Dios promete que, cuando enfrentemos tiempos difíciles, Él estará con nosotros. Desea ser nuestro maestro y guía, pero debemos disponernos a responderle. Necesitamos…

Tener el anhelo de seguir el camino de Dios. La Biblia compara ese anhelo con un ciervo que jadea por agua (Sal 42.1). Así también debemos actuar nosotros, buscando la dirección de Dios en lugar de depender de nuestra propia iniciativa.

Estar dispuestos a aprender del Señor. Cuando buscamos su guía, Dios transforma nuestras adversidades en oportunidades de aprendizaje. Así sucedió con Ana, que suplicaba por un hijo (1 S 1.1–2.10), y con María y Marta ante la muerte de su hermano Lázaro (Jn 11.17–27). Necesitamos un espíritu dispuesto para aprender lo que Él quiere enseñarnos.

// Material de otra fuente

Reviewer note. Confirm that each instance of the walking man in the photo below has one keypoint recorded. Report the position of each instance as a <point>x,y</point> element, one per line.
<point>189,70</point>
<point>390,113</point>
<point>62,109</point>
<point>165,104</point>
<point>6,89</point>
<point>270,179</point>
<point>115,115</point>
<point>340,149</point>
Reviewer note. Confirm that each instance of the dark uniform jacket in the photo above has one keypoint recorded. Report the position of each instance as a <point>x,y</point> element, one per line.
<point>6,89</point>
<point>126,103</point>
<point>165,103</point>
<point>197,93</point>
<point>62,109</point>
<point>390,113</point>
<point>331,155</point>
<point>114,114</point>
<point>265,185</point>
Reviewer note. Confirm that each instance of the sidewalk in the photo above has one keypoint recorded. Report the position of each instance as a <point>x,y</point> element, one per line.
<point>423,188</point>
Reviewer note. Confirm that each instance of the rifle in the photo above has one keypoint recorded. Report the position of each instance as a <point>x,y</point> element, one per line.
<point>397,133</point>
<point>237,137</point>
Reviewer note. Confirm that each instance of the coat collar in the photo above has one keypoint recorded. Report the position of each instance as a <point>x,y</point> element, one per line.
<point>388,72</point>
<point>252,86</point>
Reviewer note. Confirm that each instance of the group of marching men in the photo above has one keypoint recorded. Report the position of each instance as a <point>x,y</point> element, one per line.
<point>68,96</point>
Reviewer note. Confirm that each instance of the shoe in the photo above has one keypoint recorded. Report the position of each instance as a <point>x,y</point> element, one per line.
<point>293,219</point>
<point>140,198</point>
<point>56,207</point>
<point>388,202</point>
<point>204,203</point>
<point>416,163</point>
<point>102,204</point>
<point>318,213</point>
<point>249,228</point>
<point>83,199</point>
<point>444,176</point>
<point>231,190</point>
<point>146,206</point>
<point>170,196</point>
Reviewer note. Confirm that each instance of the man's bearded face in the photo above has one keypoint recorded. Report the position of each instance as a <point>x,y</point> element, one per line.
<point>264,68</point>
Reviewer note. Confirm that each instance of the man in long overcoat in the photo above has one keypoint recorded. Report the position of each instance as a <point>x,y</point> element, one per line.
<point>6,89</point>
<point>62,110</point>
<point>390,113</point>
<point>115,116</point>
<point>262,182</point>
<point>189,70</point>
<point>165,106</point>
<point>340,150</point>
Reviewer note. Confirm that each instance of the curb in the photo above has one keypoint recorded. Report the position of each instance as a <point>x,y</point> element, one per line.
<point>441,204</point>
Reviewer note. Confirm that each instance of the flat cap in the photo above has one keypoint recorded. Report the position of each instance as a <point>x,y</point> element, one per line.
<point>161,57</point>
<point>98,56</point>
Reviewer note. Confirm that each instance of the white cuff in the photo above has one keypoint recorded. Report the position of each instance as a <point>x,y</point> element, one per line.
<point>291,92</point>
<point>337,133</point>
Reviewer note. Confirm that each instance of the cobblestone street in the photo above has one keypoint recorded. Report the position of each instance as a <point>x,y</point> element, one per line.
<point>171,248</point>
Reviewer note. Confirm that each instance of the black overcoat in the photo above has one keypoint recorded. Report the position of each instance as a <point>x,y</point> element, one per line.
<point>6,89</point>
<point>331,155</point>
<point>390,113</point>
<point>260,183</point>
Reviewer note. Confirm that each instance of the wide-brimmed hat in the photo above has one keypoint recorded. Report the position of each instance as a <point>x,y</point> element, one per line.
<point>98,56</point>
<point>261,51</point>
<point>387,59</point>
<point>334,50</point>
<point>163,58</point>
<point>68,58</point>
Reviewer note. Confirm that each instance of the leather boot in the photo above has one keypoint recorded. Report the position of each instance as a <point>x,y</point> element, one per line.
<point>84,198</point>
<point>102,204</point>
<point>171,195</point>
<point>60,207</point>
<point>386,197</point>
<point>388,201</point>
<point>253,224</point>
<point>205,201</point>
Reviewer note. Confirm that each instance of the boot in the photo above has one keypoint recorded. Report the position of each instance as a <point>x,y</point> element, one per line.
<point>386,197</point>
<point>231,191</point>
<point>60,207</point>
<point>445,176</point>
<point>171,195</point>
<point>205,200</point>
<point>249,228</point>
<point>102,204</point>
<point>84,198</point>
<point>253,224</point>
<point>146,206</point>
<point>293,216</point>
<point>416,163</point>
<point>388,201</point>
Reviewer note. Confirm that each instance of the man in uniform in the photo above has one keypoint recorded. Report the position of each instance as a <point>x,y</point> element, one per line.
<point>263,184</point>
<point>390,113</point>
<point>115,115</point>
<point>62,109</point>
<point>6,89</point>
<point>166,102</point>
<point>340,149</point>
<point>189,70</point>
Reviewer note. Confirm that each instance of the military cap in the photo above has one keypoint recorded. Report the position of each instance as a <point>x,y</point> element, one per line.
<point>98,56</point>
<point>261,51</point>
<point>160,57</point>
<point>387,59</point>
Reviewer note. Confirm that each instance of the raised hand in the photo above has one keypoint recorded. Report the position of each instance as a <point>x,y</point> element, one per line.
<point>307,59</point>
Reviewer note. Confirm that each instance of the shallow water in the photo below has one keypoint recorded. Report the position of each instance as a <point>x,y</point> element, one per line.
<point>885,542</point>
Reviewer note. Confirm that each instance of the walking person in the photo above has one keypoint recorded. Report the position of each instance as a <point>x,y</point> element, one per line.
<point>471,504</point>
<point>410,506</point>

Someternos a su voluntad. Antes de revelarnos su solución, Dios nos pide comprometernos con su camino. El Señor nos llama a andar por fe y no por vista (2 Co 5.7), y a reconocer que sin Él nada podemos hacer (Jn 15.5). Declarar nuestro compromiso con su camino siempre es lo mejor.

Las dificultades son inevitables, pero también valiosas. Dios nos acompaña en cada una de ellas; solo pide un corazón humilde, un espíritu dócil y que nos rindamos a su voluntad.